Non esisteva l’Alzheimer

A evidenziarlo è stata una ricerca pubblicata di recente sul Journal of Alzheimer’s Disease.  Lo studio “Dementia in the Ancient Greco-Roman World Was Minimally Mentioned”, è stato condotto da Caleb Finch della Leonard Davis School of Gerontology, University of Southern California (USC) e da Stanley Burstein del Department of History della California State University di Los Angeles.
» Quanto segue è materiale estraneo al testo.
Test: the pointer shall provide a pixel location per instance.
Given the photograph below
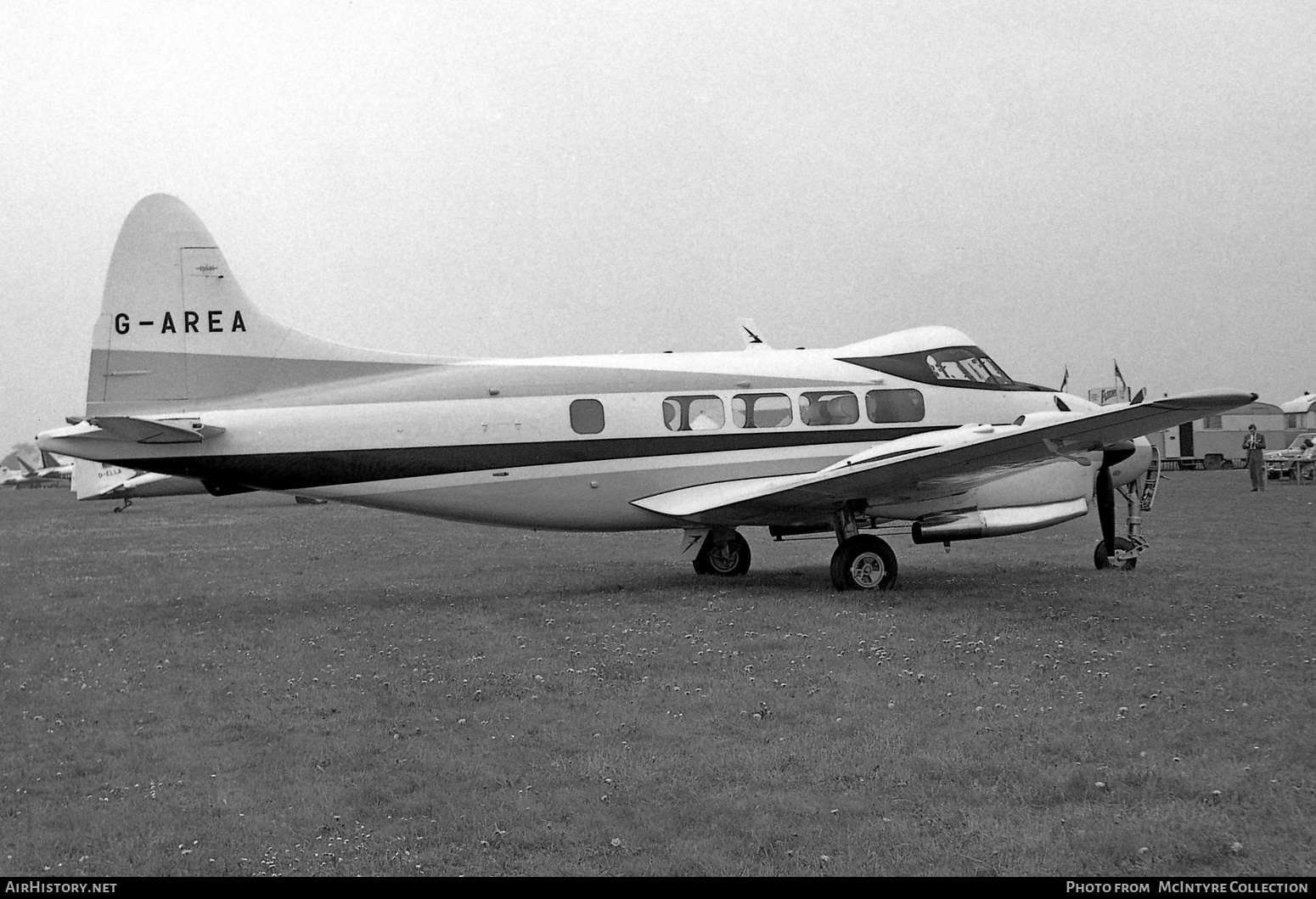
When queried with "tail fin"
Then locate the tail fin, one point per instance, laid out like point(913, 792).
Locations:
point(177, 330)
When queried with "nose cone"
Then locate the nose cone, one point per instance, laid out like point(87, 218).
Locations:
point(1128, 470)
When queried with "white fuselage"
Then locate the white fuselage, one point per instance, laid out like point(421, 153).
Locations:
point(497, 441)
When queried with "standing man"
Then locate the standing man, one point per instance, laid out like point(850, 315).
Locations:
point(1256, 447)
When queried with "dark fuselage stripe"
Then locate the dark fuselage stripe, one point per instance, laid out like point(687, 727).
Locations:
point(304, 470)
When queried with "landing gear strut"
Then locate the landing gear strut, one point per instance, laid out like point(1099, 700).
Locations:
point(861, 561)
point(724, 553)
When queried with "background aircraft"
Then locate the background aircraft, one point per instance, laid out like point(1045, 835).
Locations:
point(920, 427)
point(54, 471)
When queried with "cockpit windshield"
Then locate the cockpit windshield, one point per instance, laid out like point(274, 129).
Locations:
point(966, 363)
point(949, 366)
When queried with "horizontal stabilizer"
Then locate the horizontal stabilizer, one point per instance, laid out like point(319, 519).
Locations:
point(138, 430)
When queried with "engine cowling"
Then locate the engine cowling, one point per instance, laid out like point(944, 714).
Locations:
point(997, 521)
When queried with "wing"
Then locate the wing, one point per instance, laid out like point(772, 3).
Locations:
point(936, 464)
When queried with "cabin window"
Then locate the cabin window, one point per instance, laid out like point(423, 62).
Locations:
point(694, 413)
point(586, 416)
point(886, 406)
point(761, 409)
point(835, 407)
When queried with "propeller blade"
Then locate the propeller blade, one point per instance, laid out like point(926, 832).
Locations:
point(1105, 507)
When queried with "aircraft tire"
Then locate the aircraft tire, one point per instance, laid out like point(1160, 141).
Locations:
point(1103, 562)
point(863, 562)
point(727, 559)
“Una grave perdita di memoria era estremamente rara tra 2.000 e 2.500 anni fa, ai tempi di Aristotele, Galeno e Plinio il Vecchio. Gli antichi greci avevano pochissime, ma noi le abbiamo trovate, menzioni di qualcosa che sarebbe simile a un lieve deterioramento cognitivo. Quando siamo arrivati ​​ai Romani e abbiamo scoperto almeno quattro affermazioni che suggeriscono rari casi di demenza avanzata, non possiamo dire se si tratti di Alzheimer. Quindi c’è stata una progressione dagli antichi greci ai romani”, sottolinea Finch.

demenza

Altri tipi di disturbi

Durante la vecchiaia degli antichi greci c’erano segni di lievi deterioramenti cognitivi che portavano problemi di memoria, ma nulla che si avvicinasse a sintomi come quelli causati oggi dall’Alzheimer e da altri tipi di demenza.

I disturbi degli anziani menzionati negli antichi scritti medici di Ippocrate e dei suoi seguaci sono la sordità, vertigini e disturbi digestivi.

Ma qualche secolo più tardi, nell’antica Roma, si trova qualche riferimento. “All’età di ottant’anni alcuni anziani cominciavano ad avere difficoltà ad imparare cose nuove”, affermava Galeno. Plinio il Vecchio aveva notato che il senatore e famoso oratore Valerio Messalla Corvino dimenticava invece, il proprio nome.

In quel periodo la densità delle città romane stava aumentando e ciò potrebbe aver portato a sua volta un incremento dell’inquinamento e dei casi di declino cognitivo. Per di più, gli aristocratici romani erano soliti utilizzare recipienti per cucinare e tubature dell’acqua in piombo, aggiungendo addirittura acetato di piombo al vino per addolcirlo, avvelenandosi inavvertitamente con la potente neurotossina. Alcuni scrittori antichi riconobbero la tossicità dei materiali contenenti piombo, ma il problema non venne affrontato e risolto almeno fino al XX secolo.

Vista l’assenza di dati demografici per l’antica Grecia e Roma, Finch ha pensato inoltre, di rivolgersi a un modello sorprendente per l’invecchiamento antico: gli odierni amerindi Tsimane, un popolo indigeno dell’Amazzonia boliviana, trovando in questi una correlazione fra l’ambiente e la demenza. “Gli Tsimane – come gli antichi greci e romani – hanno uno stile di vita preindustriale fisicamente molto attivo e hanno tassi estremamente bassi di demenza. I dati degli Tsimane, piuttosto approfonditi, sono molto preziosi. Si tratta della vasta popolazione di anziani meglio documentata che soffre di demenza minima, il che indica che l’ambiente è un fattore determinante sul rischio di demenza”, sostiene Finch.

Dunque, il problema ambientale è più grave di quanto possiamo immaginare, dal momento che i danni che provoca colpiscono sia il Pianeta Terra che gli esseri umani. L’unica arma che abbiamo per fermare tutto questo è semplicemente cambiare il nostro modo di vivere e dovremmo pensarci in fretta.